Je me retourne vivement en entendant une voix retentir derrière moi.

« Scott, qu'est-ce que tu fais là ?

– J'envoie une lettre. »

En effet, ça paraît évident. Il me regarde avec des yeux soucieux et franchit les quelques mètres qui nous séparent. Je le toise du regard, essayant de savoir ce qu'il me veut. Il esquisse un petit sourire timide et soupire comme pour se donner du courage avant de dire :

« Je m'excuse pour tout ce que je t'ai fait vivre. J'étais désespéré et je m'y suis très mal pris. Toutefois, je t'avoue que ... »

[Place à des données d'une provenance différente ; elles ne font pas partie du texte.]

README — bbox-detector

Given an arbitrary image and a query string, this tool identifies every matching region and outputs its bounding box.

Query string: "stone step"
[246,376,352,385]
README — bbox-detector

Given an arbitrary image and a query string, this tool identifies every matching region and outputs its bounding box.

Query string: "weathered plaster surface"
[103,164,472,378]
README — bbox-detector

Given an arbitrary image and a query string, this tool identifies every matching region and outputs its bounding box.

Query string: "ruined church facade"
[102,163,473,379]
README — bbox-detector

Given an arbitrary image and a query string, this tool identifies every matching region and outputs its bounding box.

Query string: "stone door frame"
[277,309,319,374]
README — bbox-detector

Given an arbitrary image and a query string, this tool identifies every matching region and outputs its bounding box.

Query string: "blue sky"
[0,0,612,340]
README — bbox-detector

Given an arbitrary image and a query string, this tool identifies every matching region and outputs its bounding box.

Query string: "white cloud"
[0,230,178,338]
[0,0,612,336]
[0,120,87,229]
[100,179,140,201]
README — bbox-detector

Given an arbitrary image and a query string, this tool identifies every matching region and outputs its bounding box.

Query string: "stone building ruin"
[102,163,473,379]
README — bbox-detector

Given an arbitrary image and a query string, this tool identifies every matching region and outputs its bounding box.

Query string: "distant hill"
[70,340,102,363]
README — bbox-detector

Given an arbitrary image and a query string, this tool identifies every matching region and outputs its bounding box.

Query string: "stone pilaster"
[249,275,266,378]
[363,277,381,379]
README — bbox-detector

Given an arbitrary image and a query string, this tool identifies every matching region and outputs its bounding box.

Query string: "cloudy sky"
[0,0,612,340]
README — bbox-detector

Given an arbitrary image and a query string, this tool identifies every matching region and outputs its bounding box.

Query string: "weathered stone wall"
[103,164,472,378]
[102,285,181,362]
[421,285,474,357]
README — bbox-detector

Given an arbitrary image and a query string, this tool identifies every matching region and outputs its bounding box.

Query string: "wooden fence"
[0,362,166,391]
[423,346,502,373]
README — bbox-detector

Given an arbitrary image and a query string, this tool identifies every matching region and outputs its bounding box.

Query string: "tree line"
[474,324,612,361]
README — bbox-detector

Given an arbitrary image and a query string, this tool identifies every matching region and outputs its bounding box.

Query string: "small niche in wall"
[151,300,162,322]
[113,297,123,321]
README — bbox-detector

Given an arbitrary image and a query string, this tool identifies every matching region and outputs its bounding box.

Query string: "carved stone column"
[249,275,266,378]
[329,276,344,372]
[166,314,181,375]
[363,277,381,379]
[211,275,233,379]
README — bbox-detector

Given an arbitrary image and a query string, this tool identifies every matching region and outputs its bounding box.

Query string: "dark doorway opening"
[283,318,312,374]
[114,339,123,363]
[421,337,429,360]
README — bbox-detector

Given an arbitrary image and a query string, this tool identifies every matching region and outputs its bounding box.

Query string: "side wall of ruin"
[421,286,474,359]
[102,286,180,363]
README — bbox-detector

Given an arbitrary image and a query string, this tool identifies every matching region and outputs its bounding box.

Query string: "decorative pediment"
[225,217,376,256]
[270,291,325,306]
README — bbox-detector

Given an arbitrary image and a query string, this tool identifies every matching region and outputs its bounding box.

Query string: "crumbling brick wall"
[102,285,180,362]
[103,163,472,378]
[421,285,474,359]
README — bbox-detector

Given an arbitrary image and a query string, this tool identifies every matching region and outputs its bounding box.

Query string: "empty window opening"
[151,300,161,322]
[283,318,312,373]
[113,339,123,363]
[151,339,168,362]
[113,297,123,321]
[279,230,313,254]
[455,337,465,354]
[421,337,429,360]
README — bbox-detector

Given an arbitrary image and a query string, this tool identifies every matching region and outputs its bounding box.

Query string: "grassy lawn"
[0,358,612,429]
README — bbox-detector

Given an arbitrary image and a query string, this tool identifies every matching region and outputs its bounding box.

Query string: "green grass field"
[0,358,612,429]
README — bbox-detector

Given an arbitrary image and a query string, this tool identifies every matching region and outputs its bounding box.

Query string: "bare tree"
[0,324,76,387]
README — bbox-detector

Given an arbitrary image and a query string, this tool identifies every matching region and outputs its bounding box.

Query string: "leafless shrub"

Il rougit en se mordant légèrement la lèvre inférieure. Il évite mon regard et n'arrive pas à poursuivre sa phrase. Je hausse un sourcil perplexe, me demandant ce qu'il est en train de faire. Il reprend en fermant les yeux et en parlant un peu plus rapidement :

« J'avoue que tu m'intrigues beaucoup. À la base, j'ai juste agis parce qu'on me l'a demandé mais après t'avoir beaucoup observé … Je me suis rendu compte que ... »

Il soupire, cherchant les mots. Je le laisse faire, ne sachant pas comment réagir, un peu perdue par cette révélation inattendue. Il conclut enfin, ouvrant les yeux pour soutenir mon regard :

« Est-ce que ça te dirait d'oublier tout ça et de repartir d'un meilleur pied avec moi ? Pourquoi pas qu'on devienne … ami ? »

Je bats des paupières, un peu étonnée par sa demande et je reste sans voix pendant quelques secondes pendant lesquelles il m'observe avec espoir. Puis, il recule de quelques pas, murmurant qu'il n'est qu'un idiot et qu'il ne savait pas à quoi il s'attendait. Je soupire, hésitant à lui confirmer son idiotie ou le prendre en pitié. Il a les joues un peu rouges et paraît très embarrassé. Je laisse finalement échapper :

« Je ne sais pas, Reeve. Tu n'es pas quelqu'un en qui j'ai confiance. »

Il hoche la tête en essayant de ne pas croiser mon regard. Il fait un signe de la main comme pour signifier que ce n'était rien et bafouille quelques mots avant de plonger la main dans son sac pour trouver sa lettre et appeler son hibou, me tournant le dos. Mal à l'aise, je m'éclipse, n'ajoutant rien. C'est étrange, il avait l'air sincère mais je ne peux pas m'empêcher de douter de ses intentions.

Je passe le reste de ma journée à travailler à la bibliothèque. J'essaye de me concentrer sur le travail, rien que le travail. Comme dirait Papa, c'est le plus important.